Israel earned a good report card in the health sector in comparison with other member nations of the Organization for Economic Cooperation and Development (OECD), as seen in data just released by the Ministry of Health. Israel was formally admitted to the group by a unanimous vote this week.
Statistics published Tuesday indicate there were fewer hospitalizations in Israel in 2007 than elsewhere in the 30-member group of nations.
Israel had a relatively high number of doctors per thousand people compared with OECD members. Israel's dentistry rate was also second-highest in the organization, with 1.08 per thousand, compared with an average of 0.62 in other OECD nations.
However, the rate of nurses per thousand people was lower than in other OECD nations – 5.7 compared with 9.6 – and the Ministry of Health is predicting that in future years, Israel's rate of doctors per thousand, compared with the OECD average, may also drop.
Israel has only 2 hospital beds per 1,000 people, compared to an OECD average of 3.8. Only Mexico has less beds per 1,000 people.
The Jewish State's national expenditure on health as a percentage of the GDP – 7.7 percent compared with 9.0 percent -- is low.
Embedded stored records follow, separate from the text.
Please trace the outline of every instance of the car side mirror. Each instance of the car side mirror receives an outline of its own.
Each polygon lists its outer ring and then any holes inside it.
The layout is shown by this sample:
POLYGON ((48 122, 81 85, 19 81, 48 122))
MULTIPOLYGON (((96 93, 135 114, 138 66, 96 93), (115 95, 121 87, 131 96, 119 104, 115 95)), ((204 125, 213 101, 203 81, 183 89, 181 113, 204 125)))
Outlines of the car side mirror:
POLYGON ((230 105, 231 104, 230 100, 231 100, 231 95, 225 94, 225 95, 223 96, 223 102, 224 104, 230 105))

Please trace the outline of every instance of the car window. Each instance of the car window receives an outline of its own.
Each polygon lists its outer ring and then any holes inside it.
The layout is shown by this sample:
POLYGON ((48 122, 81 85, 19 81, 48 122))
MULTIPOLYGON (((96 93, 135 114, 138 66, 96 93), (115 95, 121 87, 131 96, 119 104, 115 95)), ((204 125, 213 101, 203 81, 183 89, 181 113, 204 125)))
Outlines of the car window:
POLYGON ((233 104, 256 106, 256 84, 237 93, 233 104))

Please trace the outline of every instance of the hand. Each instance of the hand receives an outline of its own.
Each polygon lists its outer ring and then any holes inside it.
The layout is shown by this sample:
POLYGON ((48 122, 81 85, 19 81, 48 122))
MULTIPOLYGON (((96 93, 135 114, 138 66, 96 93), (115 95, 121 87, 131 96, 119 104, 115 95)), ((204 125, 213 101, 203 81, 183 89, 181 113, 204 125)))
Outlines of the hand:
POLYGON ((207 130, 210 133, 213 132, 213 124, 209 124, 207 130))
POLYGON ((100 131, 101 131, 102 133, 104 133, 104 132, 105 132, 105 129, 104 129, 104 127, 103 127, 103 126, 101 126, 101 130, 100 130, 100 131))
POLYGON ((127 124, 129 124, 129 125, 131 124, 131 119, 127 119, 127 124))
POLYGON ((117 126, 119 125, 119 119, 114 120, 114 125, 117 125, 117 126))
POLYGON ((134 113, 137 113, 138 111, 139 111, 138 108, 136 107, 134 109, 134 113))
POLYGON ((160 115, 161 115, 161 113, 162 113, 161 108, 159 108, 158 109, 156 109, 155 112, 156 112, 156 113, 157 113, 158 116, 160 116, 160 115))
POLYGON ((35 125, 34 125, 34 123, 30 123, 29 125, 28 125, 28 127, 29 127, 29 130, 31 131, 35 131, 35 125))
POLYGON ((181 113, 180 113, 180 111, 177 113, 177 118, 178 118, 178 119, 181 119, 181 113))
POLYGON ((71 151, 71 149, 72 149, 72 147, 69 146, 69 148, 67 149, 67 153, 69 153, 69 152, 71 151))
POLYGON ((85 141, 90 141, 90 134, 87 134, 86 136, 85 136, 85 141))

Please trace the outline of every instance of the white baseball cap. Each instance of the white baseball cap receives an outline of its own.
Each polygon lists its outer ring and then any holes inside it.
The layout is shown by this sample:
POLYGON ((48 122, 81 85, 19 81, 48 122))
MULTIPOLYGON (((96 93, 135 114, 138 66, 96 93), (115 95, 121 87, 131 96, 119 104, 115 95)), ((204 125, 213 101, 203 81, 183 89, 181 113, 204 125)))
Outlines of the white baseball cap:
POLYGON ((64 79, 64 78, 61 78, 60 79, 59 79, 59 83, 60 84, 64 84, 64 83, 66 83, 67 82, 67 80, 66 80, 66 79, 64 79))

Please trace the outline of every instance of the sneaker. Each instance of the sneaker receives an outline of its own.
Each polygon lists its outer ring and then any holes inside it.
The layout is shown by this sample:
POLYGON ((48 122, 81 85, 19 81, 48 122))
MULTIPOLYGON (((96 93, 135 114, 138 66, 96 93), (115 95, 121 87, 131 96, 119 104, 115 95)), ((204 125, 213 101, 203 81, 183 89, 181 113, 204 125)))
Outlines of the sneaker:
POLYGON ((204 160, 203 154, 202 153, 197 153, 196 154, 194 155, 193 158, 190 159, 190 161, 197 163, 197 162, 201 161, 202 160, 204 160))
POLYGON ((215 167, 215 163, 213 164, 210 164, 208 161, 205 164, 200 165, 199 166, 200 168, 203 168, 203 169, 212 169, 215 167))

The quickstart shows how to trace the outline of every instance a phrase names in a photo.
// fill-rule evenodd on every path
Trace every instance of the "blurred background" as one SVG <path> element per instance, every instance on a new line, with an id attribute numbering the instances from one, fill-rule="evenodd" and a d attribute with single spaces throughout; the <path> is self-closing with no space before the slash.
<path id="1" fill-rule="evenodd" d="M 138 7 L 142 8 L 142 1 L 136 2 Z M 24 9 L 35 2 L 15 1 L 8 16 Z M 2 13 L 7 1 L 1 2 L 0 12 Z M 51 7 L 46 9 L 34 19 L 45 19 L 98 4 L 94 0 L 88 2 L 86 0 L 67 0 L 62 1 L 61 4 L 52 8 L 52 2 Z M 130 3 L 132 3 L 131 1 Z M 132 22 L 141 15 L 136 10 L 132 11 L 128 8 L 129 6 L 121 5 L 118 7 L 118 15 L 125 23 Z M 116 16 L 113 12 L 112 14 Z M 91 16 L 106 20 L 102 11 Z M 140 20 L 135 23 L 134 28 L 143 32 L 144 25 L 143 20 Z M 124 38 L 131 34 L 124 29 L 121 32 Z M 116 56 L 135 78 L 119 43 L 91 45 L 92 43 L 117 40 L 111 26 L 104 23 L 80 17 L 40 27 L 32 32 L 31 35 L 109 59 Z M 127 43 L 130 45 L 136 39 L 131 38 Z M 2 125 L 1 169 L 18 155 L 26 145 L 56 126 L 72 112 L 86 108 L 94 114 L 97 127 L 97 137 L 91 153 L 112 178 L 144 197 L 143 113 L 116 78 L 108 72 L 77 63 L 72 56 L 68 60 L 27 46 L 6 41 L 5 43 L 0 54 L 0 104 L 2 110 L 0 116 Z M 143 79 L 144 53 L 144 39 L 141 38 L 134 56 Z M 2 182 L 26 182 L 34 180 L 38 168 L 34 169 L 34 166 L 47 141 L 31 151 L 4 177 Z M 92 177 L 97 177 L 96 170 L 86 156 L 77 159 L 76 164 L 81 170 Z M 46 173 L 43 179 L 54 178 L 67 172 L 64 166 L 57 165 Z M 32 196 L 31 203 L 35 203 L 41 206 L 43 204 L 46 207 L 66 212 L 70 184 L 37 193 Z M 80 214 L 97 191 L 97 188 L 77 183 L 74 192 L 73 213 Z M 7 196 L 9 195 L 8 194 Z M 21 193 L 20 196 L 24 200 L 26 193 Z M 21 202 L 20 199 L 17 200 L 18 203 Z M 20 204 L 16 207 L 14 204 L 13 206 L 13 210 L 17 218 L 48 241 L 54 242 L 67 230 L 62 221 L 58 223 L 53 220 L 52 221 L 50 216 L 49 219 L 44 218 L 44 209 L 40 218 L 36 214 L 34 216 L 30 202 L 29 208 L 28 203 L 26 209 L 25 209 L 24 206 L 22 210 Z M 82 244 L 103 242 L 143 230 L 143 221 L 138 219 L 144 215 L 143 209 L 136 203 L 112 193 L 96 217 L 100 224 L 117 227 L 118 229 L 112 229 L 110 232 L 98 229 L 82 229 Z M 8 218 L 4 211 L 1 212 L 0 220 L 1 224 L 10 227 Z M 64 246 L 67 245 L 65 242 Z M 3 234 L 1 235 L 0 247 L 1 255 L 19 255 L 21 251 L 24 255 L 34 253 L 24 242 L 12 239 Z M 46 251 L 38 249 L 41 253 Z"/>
Israel's percentage of private expenditure on health – 43 percent compared with an average of 27 percent -- was among the highest in the group.
Israel's population is also relatively younger than those in the OECD. The percentage of citizens under age 14 is second highest among the OECD membership, at 28.4 percent compared with the average of 17.7 percent. The percentage of elderly Israelis stands at 9.8 percent, compared with the OECD average of 14.7 percent.
The life expectancy in Israel was also higher than in the average OECD nation, and the infant mortality rate was lower.
Starting in July, the OECD will publish Israeli data along with that of its other member states.